MacVector, Universal Type Identifiers and File Extensions

One feature that Macintosh applications have typically provided since the very beginning has been the ability to associate a document with an application such that opening the document (double clicking) would launch the appropriate application. Historically, on the Mac OS, this has been accomplished by including two additional pieces of information stored in the directory entry for the document: type and creator.  The document type is a 4 character identifier such as ‘TEXT’ or ‘NUCL’ which identifies the format of the document. The document creator is another 4 character identifier that is unique to an application – for example, MacVector uses the identifier ‘MVTR’. Although for the most part this has worked well as a Macintosh specific solution, there are a number of issues that have arisen, such as what should happen when a document was on one floppy disk and the application was on another.

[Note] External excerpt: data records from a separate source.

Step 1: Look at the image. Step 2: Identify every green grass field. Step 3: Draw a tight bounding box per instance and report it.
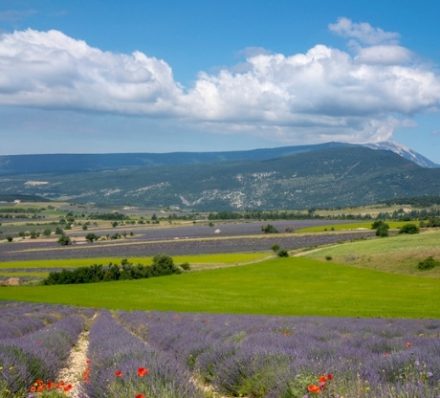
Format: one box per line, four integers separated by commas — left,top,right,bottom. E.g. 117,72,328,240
295,221,419,232
304,230,440,277
0,257,440,318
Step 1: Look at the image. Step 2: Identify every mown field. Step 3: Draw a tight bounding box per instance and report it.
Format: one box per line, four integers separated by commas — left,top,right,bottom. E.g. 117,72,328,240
296,221,419,232
0,257,440,318
306,230,440,277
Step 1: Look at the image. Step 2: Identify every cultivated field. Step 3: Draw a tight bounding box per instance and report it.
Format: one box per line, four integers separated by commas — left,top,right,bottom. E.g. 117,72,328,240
0,303,440,398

A greater problem has arisen with the increase in computer networking and the integration of Macintosh computers into mixed computing environments. These days, files often come from many different computers using differing protocols to move the data between machines.  To solve this problem, Apple Computer developed a new technology known as Uniform Type Identifiers, or UTIs for short, that help software developers associate documents with their application even in a multi-platofrm environment. UTIs allow documents created on a Macintosh that might use the old type and creator, files created on a PC that might use file extensions or even files on served up by a web server using Multipurpose Internet Mail Extensions (MIME type) to all be associated with a specific application.
MacVector 10.5 uses UTIs and adds the common extensions and MIME types used by bioinformaticians to simplify the handling of sequence files obtained from different sources. So, for example, a UTI called “public.text” can have a type of ‘TEXT’, an extension of .txt or .text and a MIME type of “text/plain”. While there are no official assignments for sequence files, there are a number of common conventions. Again, for an example, a UTI “biosequence.genbank” might have a type ‘NUCL’, extensions .gb, .gen or .gbk, and a MIME type of “chemical/seq-na-genbank” or “chemical/x-genbank”. The system is still not perfect – for example, many sequence formats are represented as simple text files with a .txt extension, so MacVector will typically not be the default application to open such files. In these cases, you need to launch MacVector and open the file directly from the File menu. MacVector will then directly examine the contents of the file to determine the “real” type of the file.
If you are using MacVector on a Macintosh in an environment where many of your colleagues are using PCs, Unix machines or downloading sequence data from the Internet, the support for UTIs in MacVector 10.5 should make it so much easier to share data with your collaborators. You can find the list of UTIs used by MacVector in the knowledge base section of our web site.